To illustrate some of the issues involved in bootstrapping trust, Parno suggested a “simple thought experiment.”

“Let’s imagine that tomorrow, one of you develops the perfect algorithm for determining control flow. So any program, you could output yes or no whether or not this program reflects its control flow, or ever deviates from what you intended it to do. And the question is, ‘Is that enough to bootstrap trust?’ Can we use that magic program to decide if we want to trust a particular computer? I would argue that the answer is “No,” because all that does is takes the entire space of programs divides them into a smaller subset, and this smaller subset is of those programs who respect the control flow. And so all we learn from the algorithm is that the program we are about to give our information to falls somewhere within the subset. The problem is that there are good programs that respect the control flow, and there are some good programs that don’t respect the control flow (i.e., that are badly designed). There are also malicious programs that are badly designed, and but there are also some that are well designed. I have downloaded some malware examples that compile better than some open source products that are available. Just the fact that it is designed well does not tell us what it is intended to do …
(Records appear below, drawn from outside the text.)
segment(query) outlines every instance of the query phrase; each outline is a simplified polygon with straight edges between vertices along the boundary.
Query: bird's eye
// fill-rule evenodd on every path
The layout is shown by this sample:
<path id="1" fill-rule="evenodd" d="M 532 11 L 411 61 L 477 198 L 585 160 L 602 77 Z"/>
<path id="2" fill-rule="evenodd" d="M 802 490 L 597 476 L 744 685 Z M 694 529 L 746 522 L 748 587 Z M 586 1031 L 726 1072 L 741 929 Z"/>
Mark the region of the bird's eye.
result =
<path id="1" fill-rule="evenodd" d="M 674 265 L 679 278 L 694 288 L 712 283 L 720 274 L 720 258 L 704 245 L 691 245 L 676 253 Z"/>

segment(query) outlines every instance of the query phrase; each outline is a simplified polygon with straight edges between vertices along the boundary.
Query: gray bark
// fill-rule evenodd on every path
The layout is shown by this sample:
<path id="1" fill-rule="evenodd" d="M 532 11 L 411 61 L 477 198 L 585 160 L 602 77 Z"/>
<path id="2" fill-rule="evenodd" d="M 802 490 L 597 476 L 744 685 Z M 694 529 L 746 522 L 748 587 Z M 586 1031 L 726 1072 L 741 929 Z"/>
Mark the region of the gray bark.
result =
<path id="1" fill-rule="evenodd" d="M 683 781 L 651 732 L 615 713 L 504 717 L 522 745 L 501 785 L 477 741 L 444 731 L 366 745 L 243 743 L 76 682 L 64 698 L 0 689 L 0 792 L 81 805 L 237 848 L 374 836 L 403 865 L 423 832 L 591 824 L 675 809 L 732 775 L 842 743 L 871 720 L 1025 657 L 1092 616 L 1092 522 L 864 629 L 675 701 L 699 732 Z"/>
So what you actually care about is the identity of the particular piece of code that you are running, not one of these higher level properties, like type safety or control flow. Those properties are nice, but what you really care about is which particular program you are running.

What do we mean by ‘code identity’? Some high level attempt to capture this particular program, and differentiate it from all other possible programs. State of the art trust combines a number of factors: the binary you are actually going to run, maybe libraries that it loads … and then we also care about any configuration files or inputs it was given when it first started, because that two can influence its behavior … all this information is condensed down into a hash, so you take something like SHA-1 and run it over all of this information, and you end up with one nice value that you can use to represent this particular program.

How can we use code identity as a trust foundation? Well, given that you know what program is going to run, because you have been given its binaries and its inputs, you may be able to compute some of these additional properties. So you can run that magic algorithm and decide if control flow is respected, you can run a type checker and decide is this type safe. And so, just knowing code identity, you can infer all of these other properties, where as I argued earlier, you can’t go the other way.

What can this do for you, at a high level? Well, there have been a number of applications … from a research perspective, there have been techniques to secure the boot process of your computer, so as your computer boots up you can check the identity of piece of code and make sure that it is the correct one, so you will never use unintended code, there is also work concerning trusted third parties; a lot of protocols require the trust of third parties so that two individuals can exchange secrets and other information, and with the ability to know what code is running, you can have sort of a stronger notion of trust, rather than trusting, let’s say Verisign or Microsoft, you check the code and say, ‘OK, this is the code they are supposed to be running, we can trust them to perform whatever task …”

Parno went on to explore how to establish code identity, how to use it as a basis for secure booting, how to record code identity, and how to attest and interpret. He also examined load-time versus run-time properties, and other issues.
In conclusion, Parno asserted that code identity is critical to bootstrapping trust, that there are assorted roots of trust available, and that many open questions remain.